This article belongs to the series How to deploy a Shiny app on AWS, divided into 7 parts. To access the other articles, use the following table of contents:
- Part 1: Create a Shiny app.
- Part 2: Create an AWS server.
- Part 3: Install R and R Shiny on your new server.
- Part 4: Deploy the app on the server.
- Part 5: Extra: Create a nice domain name.
- Part 6: Extra: Secure your app with HTTPS.
- Part 7: Extra: Protect your app with a password.
We stopped last time at the creation of the Shiny app. Just as a reminder, you can find it on Gitlab: https://gitlab.charlesbordet.com/charles/051-movie-explorer
Today, we are going to create an AWS server to host our app.
Create a free AWS account
The first step is to create an account on AWS.
Visit https://aws.amazon.com and create an account.
The steps are easy to follow so I trust you can do it by yourself!
Note that Amazon will ask for a payment method since for every paid service you use, you’ll need to pay for it.
But don’t worry.
When you open a new account, some services are free so that you can try them without burning any cash!
In fact, everything we’ll do in this tutorial can be achieved for free.
Create your first server on EC2!
Once your account is created, log in and you’ll land on a page with all the available services:
In the search box, type EC2.
EC2 means Elastic Compute Cloud.
It’s basically a service in the cloud that is used for computation. Plus, it’s elastic, meaning you can stretch its power as much as you want. It’s flexible.
You can use it to:
- create web services (like hosting a website, or …. a Shiny app!)
- do computations (such as training a machine learning model)
- store data
S3 is better to store data, but you’ll still need to put a bit of data on your EC2 machine, like your R scripts!
The huge advantage of this service is that you can change the configuration at any time.
Today we won’t need a powerful server for our Shiny app.
But if tomorrow you want to run a heavy script on multiple cores, that’s not a problem. Simply upgrade the machine, run the script, and downgrade the machine again once you don’t need it anymore.
You’ll pay the powerful machine only for the couple of hours you used it.
We’re not here for that.
Let’s create your first server!
In the search box, type EC2 and enter the service.
To the left, in the menu, click on Instances. An instance is a server.
And then, click on Launch Instance.
Step 1: Choose your AMI
An AMI, for Amazon Machine Image, is a pre-packaged server with plenty of useful tools aleardy installed.
Some AMIs are prepared by Amazon.
You can create your own.
And you can even rent some to third-party companies (for example with proprietary software inside).
We’ll use a very basic AMI, the Ubuntu Server 18.04 LTS.
Click on Select.
Step 2: Choose your instance type
The instance type corresponds to the power of your machine.
Do you need a small one or a very powerful one?
In this guide, no need for a costly one.
We will use the t2.micro type since it’s the only one that you can use for free when you have a new account.
It contains a CPU with only 1 core, only 1 GB of RAM, and an okay internet connection.
That will be enough for us. But if at some point you want to upgrade and you’re not sure which one to pick, simply visit the Amazon EC2 Instance Types.
Then, click on Next: Configure Instance Details.
We won’t modify anything in the next screen, so directly click on Next: Add Storage.
Step 3: Choose the storage size
By default, AWS gives you 8 GB of space.
It’s up to you to decide whether you’ll need more or not.
Note that to stay within the free offer of a new account, you can to keep it below 30 GB.
For this tutorial, you can keep it at 8 GB.
Now, config is done!
You can click on Review and Launch!
A final screen will summarize all the options you picked. Give it a look and validate the launch of your instance by clicking on Launch!
Step 4: Create a key pair
Oh well… Yet another screen.
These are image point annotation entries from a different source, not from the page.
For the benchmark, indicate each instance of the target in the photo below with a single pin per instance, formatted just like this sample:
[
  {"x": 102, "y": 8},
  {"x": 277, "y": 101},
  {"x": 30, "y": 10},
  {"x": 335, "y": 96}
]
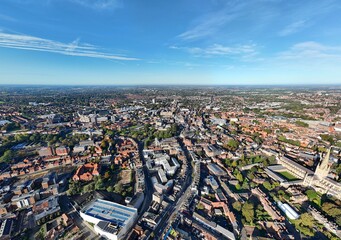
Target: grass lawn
[{"x": 288, "y": 176}]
What’s this thing with keys?
It’s simply a way to protect the access to your server.
Since it’s connected to the Internet, you can’t really keep the door open, or anyone will mess up with your server.
Instead, you’ll create a key pair in the form of a file that you’ll keep on your computer.
Every time you want to connect to your instance, you show up this file and you’ll get access.
Important: Do not lose this file. If you do, you will lose access to your server at the same time and you’ll have to restart from scratch!
Pick a name for your key, and download it.
Congrats! You have created your first server!
After a few seconds, your instance will be ready and you’ll see it in the Instances menu.
In the next chapter, we’ll see how to connect to your server with SSH and we’ll install R and R Shiny on it!